SOUTH PARIS – Improvements could be in the works for approaches to Oxford County Regional Airport’s runway if a $118,000 grant application is approved by the Federal Aviation Administration.
According to a new release issued Tuesday by the offices of Republican U.S. Sens. Olympia Snowe and Susan Collins, the administration already has awarded Oxford County $50,000 to conduct an environmental study at the airport in Oxford.
However, Nancy Laney, airport grants administrator for the Maine Department of Transportation, said Thursday that the senators’ announcement was premature. Laney helps to process federal aviation grant applications within the state. She said applications for the current round of administration funds are not even due until May 1.
Laney said Oxford County has applied for $118,000 to conduct an “environmental assessment for clearing runway approaches” at the airport.
According to the application, she said, the county intends to study environmental conditions at the airport, zoning laws that would regulate adjacent properties, and also whether any historically or archaeologically significant features exist on the site.
Philip Simpson, a Wiscasset-based consultant who assisted with the application, said Thursday the environmental assessment is needed in order to clear trees from the No. 15 and No. 33 airport runway approaches.
“The approach at the north end of the runway, it’s very swampy,” Simpson said. “There are a lot of wetlands at that end of the runway.”
Because of the wetlands, he said, the Department of Environmental Protection is requiring the county to conduct an environmental assessment. Once the assessment is compete, the county will have to work with the DEP to come up with a plan for any cutting.
Simpson said the trees need to be removed because an “instrumental approach” was established for the airport three or four years ago.
Until then, pilots were permitted to land at the airport only when the weather was fair and the skies were clear, he said.
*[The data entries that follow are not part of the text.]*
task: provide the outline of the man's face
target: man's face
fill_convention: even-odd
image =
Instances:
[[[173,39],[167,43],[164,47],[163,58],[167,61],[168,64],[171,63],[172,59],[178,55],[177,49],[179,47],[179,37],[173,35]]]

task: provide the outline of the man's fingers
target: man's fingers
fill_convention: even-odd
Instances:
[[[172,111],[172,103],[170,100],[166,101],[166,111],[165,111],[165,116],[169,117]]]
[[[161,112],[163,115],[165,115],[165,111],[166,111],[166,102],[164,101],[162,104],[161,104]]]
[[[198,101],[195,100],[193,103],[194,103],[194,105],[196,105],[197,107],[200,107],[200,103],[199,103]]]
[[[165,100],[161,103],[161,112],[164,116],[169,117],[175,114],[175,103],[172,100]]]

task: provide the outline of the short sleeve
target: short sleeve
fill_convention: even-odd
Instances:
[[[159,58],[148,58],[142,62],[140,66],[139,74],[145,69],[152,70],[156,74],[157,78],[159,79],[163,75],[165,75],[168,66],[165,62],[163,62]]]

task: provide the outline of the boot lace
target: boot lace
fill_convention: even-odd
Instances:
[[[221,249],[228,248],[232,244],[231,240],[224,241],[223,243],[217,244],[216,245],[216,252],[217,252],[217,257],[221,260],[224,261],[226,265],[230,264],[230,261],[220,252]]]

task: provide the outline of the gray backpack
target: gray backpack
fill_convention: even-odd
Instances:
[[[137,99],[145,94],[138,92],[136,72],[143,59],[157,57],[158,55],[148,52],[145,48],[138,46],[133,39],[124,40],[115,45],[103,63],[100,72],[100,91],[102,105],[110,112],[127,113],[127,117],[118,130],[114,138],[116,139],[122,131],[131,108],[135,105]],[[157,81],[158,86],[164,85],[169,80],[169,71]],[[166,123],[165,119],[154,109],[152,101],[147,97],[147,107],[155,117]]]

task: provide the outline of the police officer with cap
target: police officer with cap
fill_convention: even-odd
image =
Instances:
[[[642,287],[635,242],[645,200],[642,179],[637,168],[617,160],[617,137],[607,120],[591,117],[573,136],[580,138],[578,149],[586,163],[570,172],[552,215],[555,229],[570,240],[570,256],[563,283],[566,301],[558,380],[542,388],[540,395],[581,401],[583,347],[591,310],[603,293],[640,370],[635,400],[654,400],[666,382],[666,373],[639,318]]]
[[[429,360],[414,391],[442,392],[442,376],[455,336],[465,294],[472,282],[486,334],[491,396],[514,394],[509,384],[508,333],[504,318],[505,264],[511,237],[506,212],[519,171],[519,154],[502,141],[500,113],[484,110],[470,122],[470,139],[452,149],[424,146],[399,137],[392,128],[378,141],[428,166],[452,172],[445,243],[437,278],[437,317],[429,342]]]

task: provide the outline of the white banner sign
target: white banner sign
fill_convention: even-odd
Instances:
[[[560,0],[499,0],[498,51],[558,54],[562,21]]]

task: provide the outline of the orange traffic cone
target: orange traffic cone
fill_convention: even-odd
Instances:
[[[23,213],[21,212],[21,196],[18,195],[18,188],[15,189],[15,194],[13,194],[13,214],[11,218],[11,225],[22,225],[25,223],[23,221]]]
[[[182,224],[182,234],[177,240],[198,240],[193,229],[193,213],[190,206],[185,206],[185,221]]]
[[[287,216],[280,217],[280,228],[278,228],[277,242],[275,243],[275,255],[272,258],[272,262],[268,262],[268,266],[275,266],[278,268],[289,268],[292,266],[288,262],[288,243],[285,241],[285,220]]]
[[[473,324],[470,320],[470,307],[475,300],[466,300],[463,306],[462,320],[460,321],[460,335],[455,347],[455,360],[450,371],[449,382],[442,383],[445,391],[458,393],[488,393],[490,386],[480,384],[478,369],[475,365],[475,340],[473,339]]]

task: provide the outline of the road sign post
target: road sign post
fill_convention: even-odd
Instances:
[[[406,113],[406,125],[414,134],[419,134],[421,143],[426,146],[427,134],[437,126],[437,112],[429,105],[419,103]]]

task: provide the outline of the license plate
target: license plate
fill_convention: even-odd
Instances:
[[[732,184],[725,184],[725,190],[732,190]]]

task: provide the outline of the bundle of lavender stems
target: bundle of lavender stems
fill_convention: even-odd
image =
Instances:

Now, pilots may land at the airport even on foggy or rainy days, Simpson said, “but the landings minimums are much higher than what they should be.”
In other words, he said, the runway approaches need to be longer in order to meet full aviation administration requirements.
Simpson said the study also will look at whether the county needs to purchase any additional property or seek easements for some of the tree clearing.
If the grant is awarded, Laney said, the aviation administration would cover 95 percent of the study costs, the state would be required to cover 2.5 percent of the costs and the county the remaining 2.5 percent.